Never in the history of UT Hospital’s ER had four people been processed so swiftly. Dr. Davies whisked us back to a triage suite, where he assigned a nurse to each of us. In no time, all four of us had tourniquets around our biceps as nurses prepared to draw blood.

Three of us were stuck almost in unison, the blood spurting thick and dark into a series of five vials. Garcia’s arm remained untouched. Garcia was holding his right arm across his belly; his face was tense with pain. His nurse, a thickset and graying woman who appeared to be in her fifties, took a step back. Dr. Davies hurried to her side. “Nurse, is there a problem?”

“I…” she faltered. “I heard it’s something radioactive. Is that true?”

“We’re not certain, but we think so, yes,” said Davies. “That’s why we need the blood samples, so we can tell how severe the exposure is.”

“I’m not comfortable doing this,” she said. “I’m afraid. I don’t want to be contaminated.”

“Oh, for God’s sake,” snapped the doctor. Then, seeing the near-panic in her eyes, his tone softened. “This isn’t something he can spread to you,” he said. “It’s not like a virus or a chemical.
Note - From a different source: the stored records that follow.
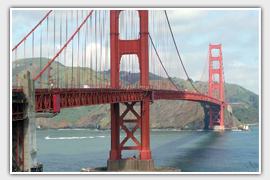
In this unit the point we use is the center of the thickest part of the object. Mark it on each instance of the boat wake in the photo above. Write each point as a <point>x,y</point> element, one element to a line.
<point>61,138</point>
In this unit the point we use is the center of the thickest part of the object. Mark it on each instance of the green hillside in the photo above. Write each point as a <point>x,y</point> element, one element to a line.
<point>164,114</point>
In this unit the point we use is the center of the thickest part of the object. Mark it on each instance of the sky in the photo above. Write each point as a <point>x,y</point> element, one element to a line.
<point>238,30</point>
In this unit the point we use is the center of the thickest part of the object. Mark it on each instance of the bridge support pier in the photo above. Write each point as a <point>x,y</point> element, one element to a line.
<point>145,161</point>
<point>24,151</point>
<point>119,48</point>
<point>216,117</point>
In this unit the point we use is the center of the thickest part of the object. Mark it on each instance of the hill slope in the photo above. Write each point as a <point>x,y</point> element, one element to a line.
<point>163,114</point>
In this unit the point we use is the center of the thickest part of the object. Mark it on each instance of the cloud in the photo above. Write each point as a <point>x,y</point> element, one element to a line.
<point>194,29</point>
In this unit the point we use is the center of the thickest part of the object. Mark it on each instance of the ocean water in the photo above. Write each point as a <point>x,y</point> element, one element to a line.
<point>191,151</point>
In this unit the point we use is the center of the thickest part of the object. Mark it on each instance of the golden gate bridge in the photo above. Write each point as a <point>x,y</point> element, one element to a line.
<point>91,57</point>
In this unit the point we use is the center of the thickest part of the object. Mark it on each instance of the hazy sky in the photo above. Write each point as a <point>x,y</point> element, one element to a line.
<point>237,30</point>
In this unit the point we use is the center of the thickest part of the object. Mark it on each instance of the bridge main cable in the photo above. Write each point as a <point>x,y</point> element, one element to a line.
<point>57,54</point>
<point>178,52</point>
<point>15,47</point>
<point>161,62</point>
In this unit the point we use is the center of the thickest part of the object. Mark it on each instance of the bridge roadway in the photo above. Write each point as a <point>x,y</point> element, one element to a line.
<point>55,99</point>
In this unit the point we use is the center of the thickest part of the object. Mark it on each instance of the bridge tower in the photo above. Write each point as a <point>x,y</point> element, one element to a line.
<point>216,87</point>
<point>119,48</point>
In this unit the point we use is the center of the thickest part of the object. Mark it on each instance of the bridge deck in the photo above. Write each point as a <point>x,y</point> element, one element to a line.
<point>55,99</point>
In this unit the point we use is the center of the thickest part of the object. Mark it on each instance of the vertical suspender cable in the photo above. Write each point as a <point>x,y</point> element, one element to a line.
<point>78,54</point>
<point>65,58</point>
<point>96,45</point>
<point>33,54</point>
<point>24,60</point>
<point>48,55</point>
<point>179,53</point>
<point>40,56</point>
<point>55,73</point>
<point>72,53</point>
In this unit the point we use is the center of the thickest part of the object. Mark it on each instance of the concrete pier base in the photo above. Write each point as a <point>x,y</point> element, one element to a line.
<point>130,165</point>
<point>218,128</point>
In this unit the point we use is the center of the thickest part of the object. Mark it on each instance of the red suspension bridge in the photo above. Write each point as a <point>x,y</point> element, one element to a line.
<point>83,58</point>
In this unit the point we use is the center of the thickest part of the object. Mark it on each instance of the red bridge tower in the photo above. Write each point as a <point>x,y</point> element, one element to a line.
<point>216,87</point>
<point>118,49</point>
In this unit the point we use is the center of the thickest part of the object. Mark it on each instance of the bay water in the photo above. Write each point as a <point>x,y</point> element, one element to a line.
<point>70,150</point>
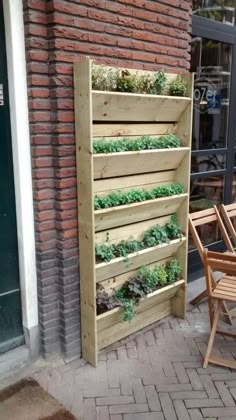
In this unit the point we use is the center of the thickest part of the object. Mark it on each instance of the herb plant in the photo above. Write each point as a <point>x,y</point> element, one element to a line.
<point>147,280</point>
<point>104,78</point>
<point>134,196</point>
<point>167,141</point>
<point>178,87</point>
<point>152,237</point>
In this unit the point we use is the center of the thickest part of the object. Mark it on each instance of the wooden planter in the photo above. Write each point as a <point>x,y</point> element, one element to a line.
<point>110,115</point>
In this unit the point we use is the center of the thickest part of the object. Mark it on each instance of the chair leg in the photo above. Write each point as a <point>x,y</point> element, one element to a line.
<point>212,335</point>
<point>199,297</point>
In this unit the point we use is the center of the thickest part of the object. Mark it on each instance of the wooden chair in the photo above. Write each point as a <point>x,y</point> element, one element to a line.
<point>202,218</point>
<point>228,211</point>
<point>224,290</point>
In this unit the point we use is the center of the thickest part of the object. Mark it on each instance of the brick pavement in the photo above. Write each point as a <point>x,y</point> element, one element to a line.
<point>154,375</point>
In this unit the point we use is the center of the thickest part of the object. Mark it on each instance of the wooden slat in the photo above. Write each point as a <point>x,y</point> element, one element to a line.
<point>117,106</point>
<point>156,306</point>
<point>133,231</point>
<point>123,130</point>
<point>118,281</point>
<point>131,163</point>
<point>83,113</point>
<point>145,257</point>
<point>136,212</point>
<point>144,181</point>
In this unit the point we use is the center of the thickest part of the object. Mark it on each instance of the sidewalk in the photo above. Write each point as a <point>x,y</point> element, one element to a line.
<point>154,375</point>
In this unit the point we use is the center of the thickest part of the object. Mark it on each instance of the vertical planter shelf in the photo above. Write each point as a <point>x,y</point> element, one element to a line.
<point>111,115</point>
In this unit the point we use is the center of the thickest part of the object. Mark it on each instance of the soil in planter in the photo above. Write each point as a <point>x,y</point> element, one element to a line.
<point>147,280</point>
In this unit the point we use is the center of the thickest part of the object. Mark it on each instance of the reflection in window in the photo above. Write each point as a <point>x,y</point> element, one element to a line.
<point>204,193</point>
<point>211,63</point>
<point>207,163</point>
<point>219,10</point>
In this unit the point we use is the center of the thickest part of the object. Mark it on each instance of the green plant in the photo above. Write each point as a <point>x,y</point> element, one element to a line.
<point>140,143</point>
<point>178,87</point>
<point>152,237</point>
<point>173,229</point>
<point>126,82</point>
<point>147,280</point>
<point>173,270</point>
<point>134,196</point>
<point>159,83</point>
<point>129,310</point>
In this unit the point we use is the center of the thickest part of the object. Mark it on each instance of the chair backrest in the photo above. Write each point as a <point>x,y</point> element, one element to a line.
<point>227,212</point>
<point>216,261</point>
<point>204,217</point>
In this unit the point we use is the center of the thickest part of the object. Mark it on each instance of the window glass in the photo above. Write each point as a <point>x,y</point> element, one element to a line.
<point>219,10</point>
<point>211,64</point>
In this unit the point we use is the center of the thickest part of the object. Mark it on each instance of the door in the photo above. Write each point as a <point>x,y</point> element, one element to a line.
<point>10,300</point>
<point>213,61</point>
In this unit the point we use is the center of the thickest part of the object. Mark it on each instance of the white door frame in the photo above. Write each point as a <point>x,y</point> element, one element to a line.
<point>17,81</point>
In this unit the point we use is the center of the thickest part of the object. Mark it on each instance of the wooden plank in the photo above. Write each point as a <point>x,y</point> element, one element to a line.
<point>123,130</point>
<point>136,212</point>
<point>131,163</point>
<point>145,181</point>
<point>119,106</point>
<point>156,306</point>
<point>83,117</point>
<point>117,281</point>
<point>147,256</point>
<point>133,231</point>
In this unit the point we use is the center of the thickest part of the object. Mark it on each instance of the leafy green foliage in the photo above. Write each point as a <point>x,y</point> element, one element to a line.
<point>129,310</point>
<point>173,230</point>
<point>167,141</point>
<point>178,87</point>
<point>133,196</point>
<point>152,237</point>
<point>126,81</point>
<point>147,280</point>
<point>173,270</point>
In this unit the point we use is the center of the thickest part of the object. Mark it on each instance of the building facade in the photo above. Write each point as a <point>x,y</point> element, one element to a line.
<point>42,39</point>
It’s more like a sunburn, even though it isn’t showing up yet. You can’t catch this from him, any more than you could catch a sunburn.” He laid a hand on Garcia’s shoulder and left it there, showing her there was nothing to fear. “I’d draw his blood myself, but it’s been twenty years since I’ve done it, and it’d be cruel and inhuman treatement if I stuck Dr. Garcia with my rusty skills.” Still she held back, motionless except for her head, which began shaking “no.”

Just as Davies was drawing himself up to his most authoritative physician posture, my nurse — a young woman who had filled my two blood vials with cool efficiency — stepped in, taking the syringe from the hand of the reluctant nurse. “It’s okay,” she said. “I’ve got it.” She tapped her index finger on the inside of Garcia’s elbow to bring the vein up, then eased in the needle.

Garcia raised his head and studied her face. “What’s your name?” His voice sounded reedy and forced.

“Darcy,” she said. “Darcy Bonnett.”

“Thank you, Darcy.”

“You’re welcome,” she said. When she was finished, she gave Garcia’s hand a quick squeeze.